Hoarders have in common with herd animals that their relation to each other is not individual. Their gatherings are temporary and subject to the same herd laws of boom and bust, coalescing and disarray, as their money and possessions. 

The parking lot example of hoarding relinquished is particularly interesting in that business owners retain control of their property. The permission granted is not permanent, thus they keep for themselves economic security of hoarded property.

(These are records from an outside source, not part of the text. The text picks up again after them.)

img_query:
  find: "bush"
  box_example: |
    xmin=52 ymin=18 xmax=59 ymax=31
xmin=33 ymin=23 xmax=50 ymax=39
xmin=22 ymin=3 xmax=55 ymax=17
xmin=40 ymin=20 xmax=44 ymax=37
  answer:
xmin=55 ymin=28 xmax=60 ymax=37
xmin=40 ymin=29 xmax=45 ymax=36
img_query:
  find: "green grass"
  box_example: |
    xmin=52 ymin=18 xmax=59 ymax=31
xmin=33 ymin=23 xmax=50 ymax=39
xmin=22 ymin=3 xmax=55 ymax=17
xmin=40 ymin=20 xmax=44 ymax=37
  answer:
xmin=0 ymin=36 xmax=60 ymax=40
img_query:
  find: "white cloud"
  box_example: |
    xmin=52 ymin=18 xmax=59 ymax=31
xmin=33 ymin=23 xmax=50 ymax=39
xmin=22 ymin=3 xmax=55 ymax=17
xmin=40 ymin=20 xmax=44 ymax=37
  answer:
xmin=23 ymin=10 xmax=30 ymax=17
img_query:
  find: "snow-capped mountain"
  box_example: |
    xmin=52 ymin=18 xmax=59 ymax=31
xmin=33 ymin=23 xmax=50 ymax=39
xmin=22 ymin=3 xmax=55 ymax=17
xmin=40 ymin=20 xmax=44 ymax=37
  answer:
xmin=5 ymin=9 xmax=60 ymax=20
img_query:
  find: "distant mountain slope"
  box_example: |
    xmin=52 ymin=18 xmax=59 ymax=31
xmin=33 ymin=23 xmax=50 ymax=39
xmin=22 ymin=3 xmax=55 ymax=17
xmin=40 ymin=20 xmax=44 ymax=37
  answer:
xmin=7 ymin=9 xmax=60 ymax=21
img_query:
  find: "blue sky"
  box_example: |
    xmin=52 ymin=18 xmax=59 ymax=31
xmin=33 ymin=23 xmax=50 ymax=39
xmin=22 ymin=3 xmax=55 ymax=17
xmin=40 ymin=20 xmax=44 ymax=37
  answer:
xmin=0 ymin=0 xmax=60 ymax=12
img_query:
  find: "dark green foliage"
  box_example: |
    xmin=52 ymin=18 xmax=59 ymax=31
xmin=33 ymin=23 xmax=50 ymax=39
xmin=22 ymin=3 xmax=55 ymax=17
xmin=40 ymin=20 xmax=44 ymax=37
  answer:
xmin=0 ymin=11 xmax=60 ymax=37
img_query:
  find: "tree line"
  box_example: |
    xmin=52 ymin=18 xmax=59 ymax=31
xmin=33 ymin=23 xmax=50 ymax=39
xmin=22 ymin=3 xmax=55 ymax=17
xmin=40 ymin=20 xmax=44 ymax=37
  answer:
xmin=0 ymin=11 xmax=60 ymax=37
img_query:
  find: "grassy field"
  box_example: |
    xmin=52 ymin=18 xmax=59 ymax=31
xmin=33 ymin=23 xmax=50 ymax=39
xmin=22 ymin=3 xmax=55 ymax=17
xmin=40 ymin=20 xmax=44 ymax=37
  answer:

Looking for a solution to the problem of hoarding, it is a good principle to start with that sharing of superfluous resources, if it is going to happen, depends on basic security. It also depends on the people shared with being in the same community, for example, the community of businesses with parking lots.

Community doesn't necessarily have to be of business. It can be any kind of interest that is shared. However the condition remains that sharing has to be voluntary, that it may be withheld. The late 18th century English philosopher William Godwin said that we all should give away all our superfluous property but only to others who convinced us to. Our job was to give, their job was to convince us it was good to give to them and not others: not to satisfy the vanity of the giver, but to bring out the community of interest between giver and receiver. When such behavior of reason guided community making giving became customary every person would be both a giver and receiver.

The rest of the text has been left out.